Register the extension where you configure the codegen — the extensions array on NestjsCodegenModule.forRoot():

// src/app.module.ts
import { Module } from '@nestjs/common';
import { NestjsCodegenModule } from '@dudousxd/nestjs-codegen/nest';
import { nestjsFilterCodegen } from '@dudousxd/nestjs-filter-codegen';

@Module({
  imports: [
    NestjsCodegenModule.forRoot({
      contracts: { glob: 'src/**/*.controller.ts' },
      codegen: { outDir: 'src/generated' },
      extensions: [nestjsFilterCodegen()],
    }),
    // ... your FilterModule.forRoot(), ORM modules, etc.
  ],
})
export class AppModule {}

That's all the configuration there is — nestjsFilterCodegen() takes no options. On the next regen, the codegen discovers which routes are filtered and emits filterQuery() only on those leaves.

Usage

Given a controller endpoint that applies a filter:

@Controller('users')
export class UsersController {
  @Post('search')
  search(@ApplyFilter(UserFilter) qb: QueryBuilder<User>) {
    return qb.getResultList();
  }
}

…the generated client gains a filterQuery() member on that leaf.

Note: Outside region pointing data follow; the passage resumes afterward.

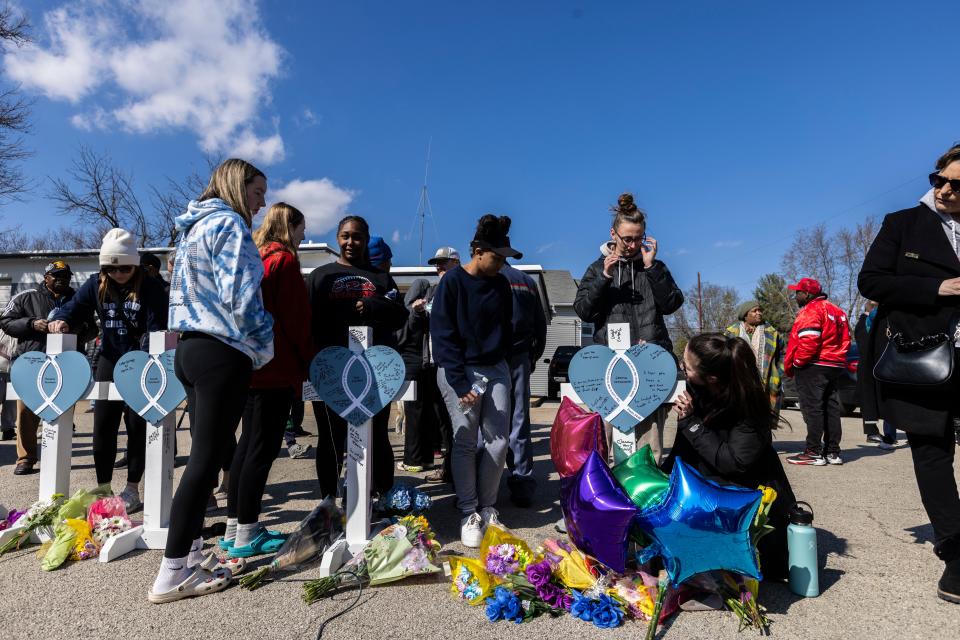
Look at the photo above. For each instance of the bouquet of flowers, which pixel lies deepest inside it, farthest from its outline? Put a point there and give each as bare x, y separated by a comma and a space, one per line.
402, 500
42, 514
406, 548
107, 528
312, 538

It returns a typed builder whose field names are restricted to your filter's fields, and whose operators/values are checked against each field's type:

import { api } from './generated/api';

// `filterQuery()` is typed to this endpoint's filter fields — e.g. 'name' | 'age' | 'status'
const query = api.users.search
  .filterQuery()
  .contains('name', 'Al')   // string field → string ops only
  .gte('age', 18)           // numeric field → ordering ops
  .equals('status', 'active')
  .sortDesc('age')
  .page(0, 25)
  .build();

// ❌ Compile error — 'invalid' is not one of this endpoint's filter fields:
// api.users.search.filterQuery().where('invalid', 'foo');

// Send it however your transport expects — structured body or flat query string:
const result = await api.users.search(query);             // structured input
// or: fetch(`/users?${api.users.search.filterQuery()....toQueryString()}`)

When the codegen also knows each field's concrete type (enums, Date, nullability, named DTO refs), it threads that into the builder so e.g. .equals('status', …) only accepts the enum members, and ordering operators are gated to orderable fields.

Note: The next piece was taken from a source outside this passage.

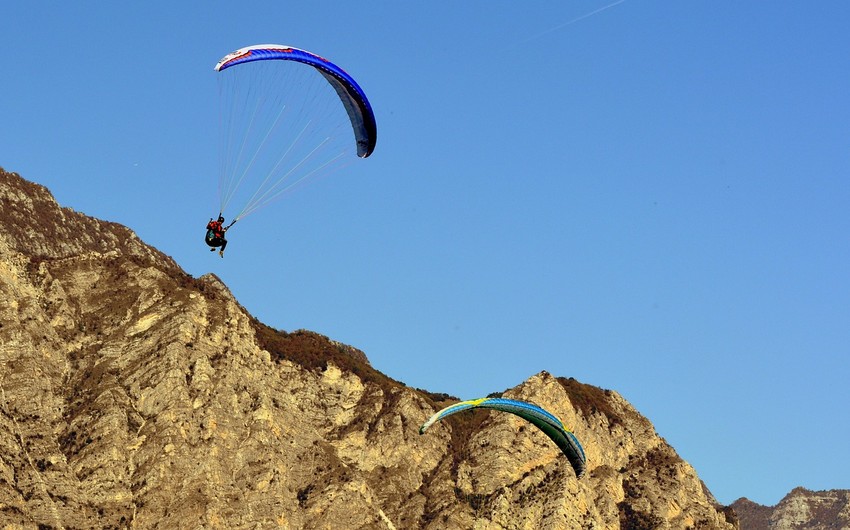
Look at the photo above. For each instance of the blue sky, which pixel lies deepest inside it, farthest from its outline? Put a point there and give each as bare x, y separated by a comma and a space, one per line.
652, 199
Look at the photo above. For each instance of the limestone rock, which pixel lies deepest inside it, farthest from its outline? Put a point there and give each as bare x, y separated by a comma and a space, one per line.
133, 395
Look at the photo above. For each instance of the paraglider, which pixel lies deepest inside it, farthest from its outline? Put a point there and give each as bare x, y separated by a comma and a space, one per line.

The builder is the standard @dudousxd/nestjs-filter-client TypedFilterQueryBuilder: where / add / equals / contains / in / between / gt·gte·lt·lte / isNull / sort / search / include / page / or / and, terminating in build(), toQueryString(), or toFlatObject().

How it fits

@dudousxd/nestjs-codegen has an extension model: extensions implement the CodegenExtension contract from @dudousxd/nestjs-codegen/extension and hook into the api.ts emitter. This package implements two of those hooks — apiHeader (adds the filterQueryTyped import to the top of api.ts, but only when at least one route is filtered) and apiMembers (adds the filterQuery member to each handle leaf whose route carries filterFields). Because member contributions only land on handle leaves, you get filterQuery() alongside whatever other client layer is active (e.g. the plain fetcher or TanStack Query). The codegen owns discovery, the field-type IR, and the emit; this extension just maps that IR onto a typed filterQuery() call.